Die bunten Laternen leuchteten um die Wette. In einer Regenpause konnte sogar die große Runde durch`s Dorf und die Felder gemacht werden.

Unterwegs wurden Laternenlieder gesungen. Zum Abschluss wurde vor dem Schulhaus nochmals gesungen. Den Glühwein, Punsch und das Gebäck ließen wir uns im Warmen schmecken.

Vielen Dank allen Helfern und Organisatoren. Es würde uns freuen, wenn wir nächstes Jahr wieder so viele begeisterte Kinder begrüßen dürften.

Laterne_2016

Besuch bei den Krauts und in der Wüste am 06.11.2016

Am vergangenen Sonntag begab sich eine Gruppe des Schwäbischen Albvereins unter sachkundiger Führung von Rudi Schuker in die Hauptstadt des Zollernalbkreises.

Am Rande der Hauptstadt befindet sich das Engelestäle in welchem die Familie Kraut Ihre bescheidene Residenz hat.

Engelestäle

Die Krauts leiten eine nicht ganz unbekannte Firma, welche in der Hauptstadt des Zollernalbkreises ihren Sitz hat.

Am Engelestäle-Ende geht es steil hinauf auf den Heuberg.
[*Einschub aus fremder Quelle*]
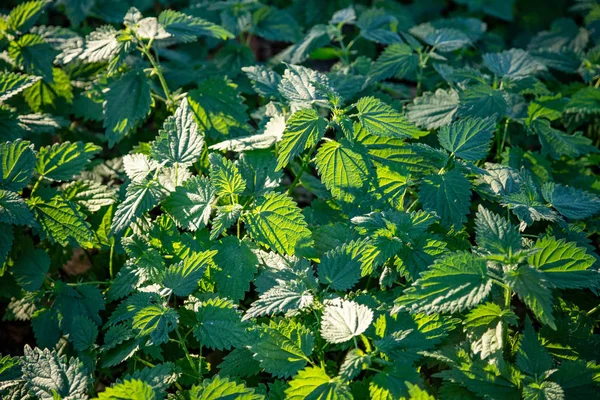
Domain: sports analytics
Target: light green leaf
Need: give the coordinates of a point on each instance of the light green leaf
(382, 120)
(131, 389)
(397, 60)
(183, 278)
(237, 264)
(14, 210)
(12, 83)
(468, 138)
(219, 324)
(313, 383)
(190, 205)
(45, 373)
(156, 321)
(283, 349)
(62, 161)
(17, 163)
(565, 266)
(126, 104)
(448, 195)
(530, 285)
(496, 234)
(179, 142)
(225, 176)
(186, 28)
(344, 170)
(276, 222)
(343, 320)
(218, 388)
(453, 284)
(304, 129)
(433, 110)
(139, 198)
(571, 202)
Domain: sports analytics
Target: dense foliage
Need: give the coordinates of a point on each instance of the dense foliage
(300, 199)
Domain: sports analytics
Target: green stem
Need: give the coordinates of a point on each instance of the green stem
(185, 350)
(146, 51)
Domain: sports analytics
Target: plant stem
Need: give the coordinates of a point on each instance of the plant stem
(185, 350)
(146, 51)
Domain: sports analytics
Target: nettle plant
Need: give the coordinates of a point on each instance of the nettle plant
(410, 214)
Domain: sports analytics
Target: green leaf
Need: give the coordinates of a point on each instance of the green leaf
(468, 138)
(218, 388)
(276, 222)
(482, 101)
(448, 195)
(45, 373)
(190, 205)
(313, 383)
(584, 101)
(183, 278)
(25, 15)
(186, 28)
(512, 64)
(34, 55)
(12, 83)
(398, 60)
(453, 284)
(532, 357)
(264, 80)
(556, 143)
(340, 268)
(530, 285)
(219, 324)
(571, 202)
(132, 389)
(156, 321)
(225, 176)
(30, 269)
(343, 320)
(219, 109)
(83, 334)
(304, 129)
(496, 234)
(61, 162)
(565, 266)
(344, 170)
(382, 120)
(283, 349)
(89, 194)
(14, 210)
(179, 142)
(126, 104)
(139, 198)
(433, 110)
(237, 266)
(60, 220)
(17, 163)
(285, 297)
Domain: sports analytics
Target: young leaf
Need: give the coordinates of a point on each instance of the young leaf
(448, 195)
(127, 103)
(343, 320)
(468, 138)
(60, 162)
(382, 120)
(190, 205)
(219, 324)
(453, 284)
(179, 142)
(304, 129)
(276, 222)
(283, 349)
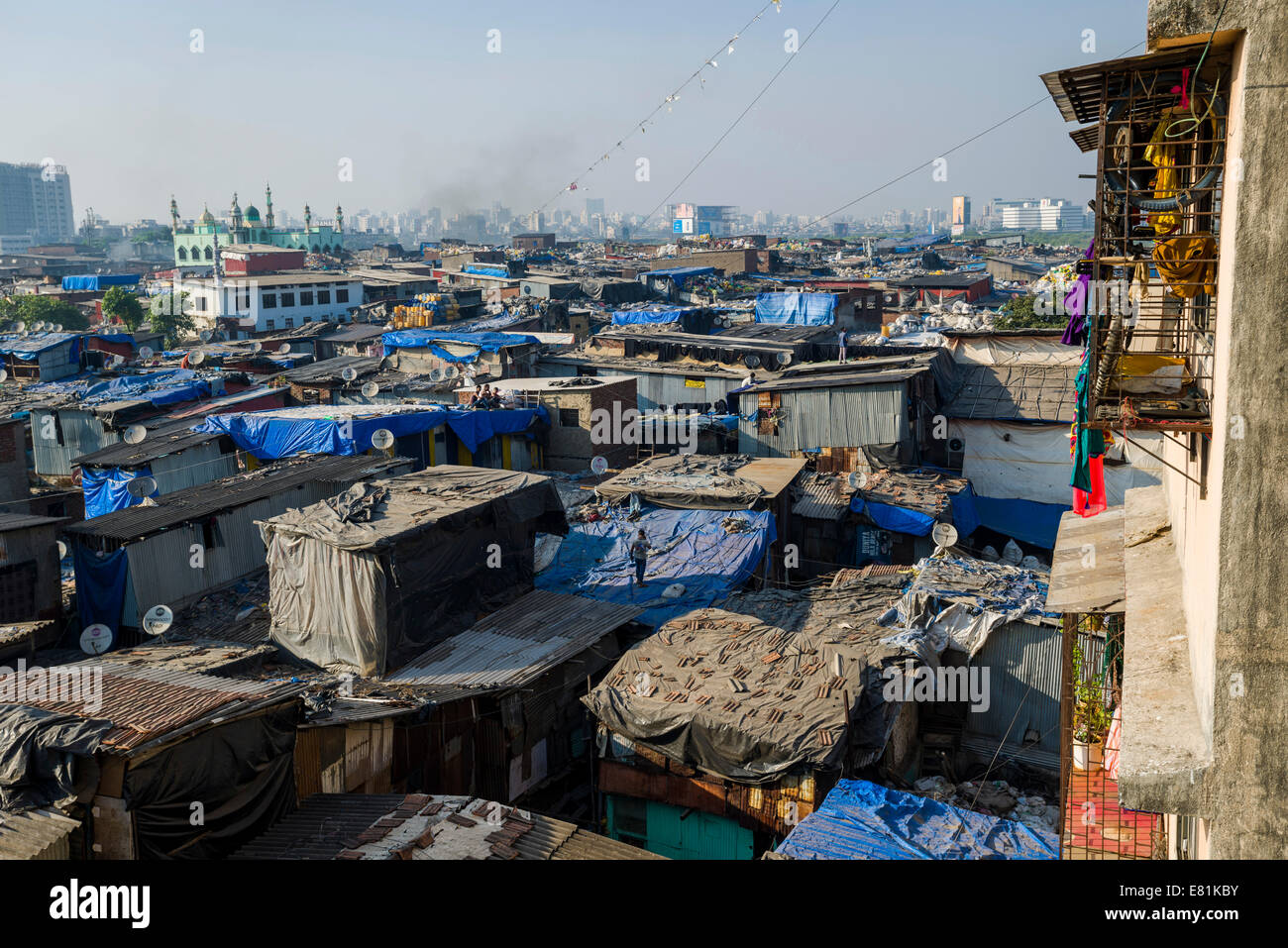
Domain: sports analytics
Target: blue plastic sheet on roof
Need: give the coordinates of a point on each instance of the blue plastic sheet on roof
(99, 281)
(797, 308)
(29, 347)
(268, 436)
(485, 269)
(1026, 520)
(658, 313)
(428, 339)
(679, 274)
(101, 586)
(106, 488)
(691, 549)
(866, 820)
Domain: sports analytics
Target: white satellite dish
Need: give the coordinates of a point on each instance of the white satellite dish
(142, 487)
(944, 535)
(158, 620)
(95, 639)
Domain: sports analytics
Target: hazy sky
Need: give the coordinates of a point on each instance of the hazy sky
(410, 93)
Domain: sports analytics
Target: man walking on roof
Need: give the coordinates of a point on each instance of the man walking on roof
(639, 553)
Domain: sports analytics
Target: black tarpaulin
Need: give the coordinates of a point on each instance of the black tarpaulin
(241, 775)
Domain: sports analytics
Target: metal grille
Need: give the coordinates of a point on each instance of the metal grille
(1150, 303)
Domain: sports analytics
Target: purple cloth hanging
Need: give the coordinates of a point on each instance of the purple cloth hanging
(1076, 304)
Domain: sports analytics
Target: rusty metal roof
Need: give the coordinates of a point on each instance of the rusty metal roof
(516, 644)
(421, 826)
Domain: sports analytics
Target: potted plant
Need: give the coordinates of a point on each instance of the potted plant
(1091, 719)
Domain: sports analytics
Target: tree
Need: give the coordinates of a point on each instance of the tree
(34, 308)
(1018, 313)
(124, 307)
(168, 317)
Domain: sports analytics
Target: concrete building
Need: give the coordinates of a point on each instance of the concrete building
(35, 205)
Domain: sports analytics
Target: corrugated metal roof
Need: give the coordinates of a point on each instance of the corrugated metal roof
(37, 835)
(420, 826)
(206, 500)
(149, 702)
(516, 644)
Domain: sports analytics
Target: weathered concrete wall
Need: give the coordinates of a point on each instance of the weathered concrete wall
(1247, 673)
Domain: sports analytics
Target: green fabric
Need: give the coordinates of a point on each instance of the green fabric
(1090, 442)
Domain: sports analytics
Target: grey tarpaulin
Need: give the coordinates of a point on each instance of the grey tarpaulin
(754, 693)
(687, 480)
(46, 756)
(393, 566)
(954, 601)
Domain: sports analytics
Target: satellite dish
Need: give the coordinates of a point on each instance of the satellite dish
(142, 487)
(158, 620)
(95, 639)
(944, 535)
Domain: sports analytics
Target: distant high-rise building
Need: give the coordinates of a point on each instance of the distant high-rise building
(35, 205)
Jedoch nicht auf den kleinen und auch nicht auf den großen Heuberg, sondern nur auf den Heuberg.

Bronnhaupten

Wenn nicht gerade bei Temperaturen um den Gefrierpunkt eine „Horrnigledde“ vom Himmel fällt, bietet der Heuberg eine prachtvolle Aussicht auf fast 100 Kilometer Schwäbische Alb (siehe Bild im Titel).

Der Heuberg bietet allerdings auch einen Blick auf die furchtbare Geschichte unserer Vorfahren im 3. Reich. Für das Unternehmen Wüste mussten hier mehr als dreitausend Menschen sterben.

Wüste

Über den Geischberg stieg die Gruppe hinab ins Steinachtal und schlenderte entlang des Bachlaufs zurück zum Ausgangspunkt.

Die Gruppe war sich einig, dass diese Wanderung bei etwas wärmeren Temperaturen und ohne „Horrnigledde“ wiederholt werden sollte.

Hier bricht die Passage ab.